M M E E M M O O
AAN : Commissie Algemene Zaken & Control
VAN : College van burgemeester en wethouders
DATUM : 19 maart 2013
BETREFT : Kennisgeving hoogte en risico resterende vordering op Landsbanki
Samenvatting
U wordt in deze memo geïnformeerd over de stand van zaken met betrekking tot de inning van de vordering van gemeente Asten € 1.012.636,83 op Landsbanki beschreven. De uitbetaling zal zich naar verwachting strekken over de periode tot 2018. Tot nu toe is in totaal € 515.975,24 terugbetaald. Er is nog een bedrag van € 496.661,59 te ontvangen.
De gemeente heeft voor de terugvordering samenwerking met andere gedupeerde
medeoverheden gezocht. Provincie Noord-Holland heeft in deze (juridische) procedures een coördinerende rol. Deze memo is opgesteld aan de hand van de jaarrekeningen 2008 - 2011 van de gemeente Asten en de notities van de provincie Noord-Holland.
Motivering
In de jaarrekening 2008 en 2009 is de vordering van Asten tweemaal afgewaardeerd, met in totaal € 210.000,00 en € 4.583,33 rente.

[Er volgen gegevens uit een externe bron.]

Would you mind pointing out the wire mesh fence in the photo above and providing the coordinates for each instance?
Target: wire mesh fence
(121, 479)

Voor dit bedrag is een voorziening gevormd.
In de jaarrekening 2010 is, gelet op risico’s ten aanzien van het juridische proces, de
hoogte van de erkende claim en de onzekerheden over de wijze van uitkeren, vastgehouden aan deze afwaardering.
Uit de jaarrekening 2011 volgt dat een aantal onzekerheden zijn verkleind:
- er is een uitspraak van de rechter in hoogste instantie over de preferentie;
- de hoogte van de claims is vastgesteld in IJslandse Kronen (ISK);
- de wijze van berekening van de recovery (oa. vaste koers 22/4/2009 is bepaald);
- meer en beter zicht op de omvang van de activa van Landsbanki.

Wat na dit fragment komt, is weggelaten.